A população desocupada somou 6,2 milhões de pessoas, queda de 14,5% frente a 2024, enquanto a população ocupada chegou ao recorde de 103 milhões. O nível de ocupação atingiu 59,1%, também o maior da série.

Mesmo com a Selic em 15% ao ano, o mercado de trabalho se manteve aquecido porque a expansão do emprego se concentrou em setores menos dependentes de crédito, como serviços, setor público, informação, comunicação e atividades financeiras.

O aumento da renda, apoiado pelo avanço do salário mínimo e por maior formalização, ajudou a sustentar o consumo, sobretudo de serviços e bens não duráveis.

No mercado formal, o número de empregados com carteira assinada cresceu 2,8%, alcançando 38,9 milhões de pessoas, enquanto a informalidade recuou para 38,1%. O rendimento médio real subiu 5,7%, para R$ 3.560, e a massa de rendimentos atingiu recorde de R$ 361,7 bilhões.

Economistas avaliam que o mercado de trabalho forte ajuda a sustentar a atividade econômica, mas torna mais difícil o controle da inflação, especialmente de serviços.

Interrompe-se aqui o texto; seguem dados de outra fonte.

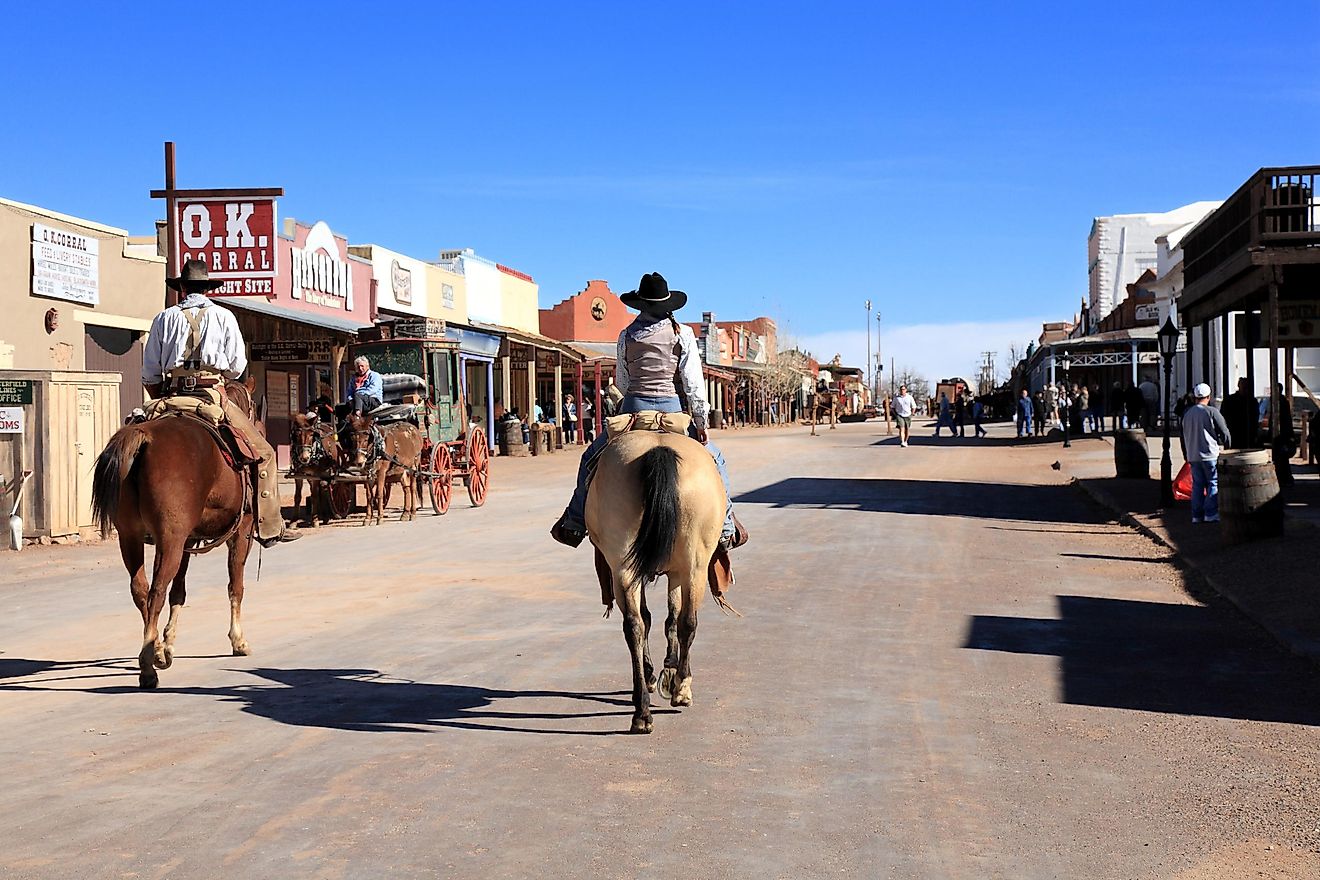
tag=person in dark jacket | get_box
[1221,377,1261,449]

A expectativa é de uma elevação gradual da taxa de desemprego em 2026, sem deterioração relevante do cenário.

Mercados internacionais reagem à indicação para o Fed

A indicação de Kevin Warsh para o comando do Fed também foi o principal destaque nos mercados internacionais. Nos Estados Unidos, os três principais índices de Wall Street encerraram a sexta-feira em queda.

O Nasdaq Composite recuou 0,94%, o Dow Jones caiu 0,36% e o S&P 500 teve baixa de 0,42%.

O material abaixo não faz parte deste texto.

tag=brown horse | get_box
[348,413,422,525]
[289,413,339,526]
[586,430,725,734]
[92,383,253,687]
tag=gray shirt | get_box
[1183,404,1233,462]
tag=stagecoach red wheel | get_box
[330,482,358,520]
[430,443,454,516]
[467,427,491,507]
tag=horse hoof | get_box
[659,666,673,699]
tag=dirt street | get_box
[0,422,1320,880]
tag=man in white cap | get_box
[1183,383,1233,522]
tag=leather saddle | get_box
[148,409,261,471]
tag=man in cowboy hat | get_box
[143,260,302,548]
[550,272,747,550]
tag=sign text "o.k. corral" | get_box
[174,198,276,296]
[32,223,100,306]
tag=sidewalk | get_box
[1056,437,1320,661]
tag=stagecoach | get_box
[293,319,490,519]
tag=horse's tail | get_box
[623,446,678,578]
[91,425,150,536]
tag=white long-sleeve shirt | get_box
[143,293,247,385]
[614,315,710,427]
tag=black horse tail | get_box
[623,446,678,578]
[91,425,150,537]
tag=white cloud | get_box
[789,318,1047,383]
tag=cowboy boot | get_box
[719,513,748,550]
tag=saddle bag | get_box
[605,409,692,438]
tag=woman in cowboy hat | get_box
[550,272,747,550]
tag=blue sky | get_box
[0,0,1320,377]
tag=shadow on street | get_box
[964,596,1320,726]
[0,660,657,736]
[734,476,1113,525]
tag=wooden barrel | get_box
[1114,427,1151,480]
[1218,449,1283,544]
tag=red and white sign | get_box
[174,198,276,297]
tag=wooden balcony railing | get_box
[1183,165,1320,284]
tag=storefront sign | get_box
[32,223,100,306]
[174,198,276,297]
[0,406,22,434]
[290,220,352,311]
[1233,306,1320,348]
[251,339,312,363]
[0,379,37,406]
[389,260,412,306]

Na Europa, o índice pan-europeu STOXX 600 fechou em alta, registrando sua maior sequência mensal de ganhos desde 2021. Os principais índices da região também avançaram, com destaque para o FTSE 100, de Londres, que subiu 0,51%, e para o DAX, da Alemanha, que avançou 0,94%.

Na Ásia, as bolsas recuaram. Em Hong Kong, o índice Hang Seng caiu mais de 2%, enquanto Xangai encerrou o pregão em baixa próxima de 1%. O CSI300, que reúne as maiores empresas chinesas, também recuou cerca de 1%.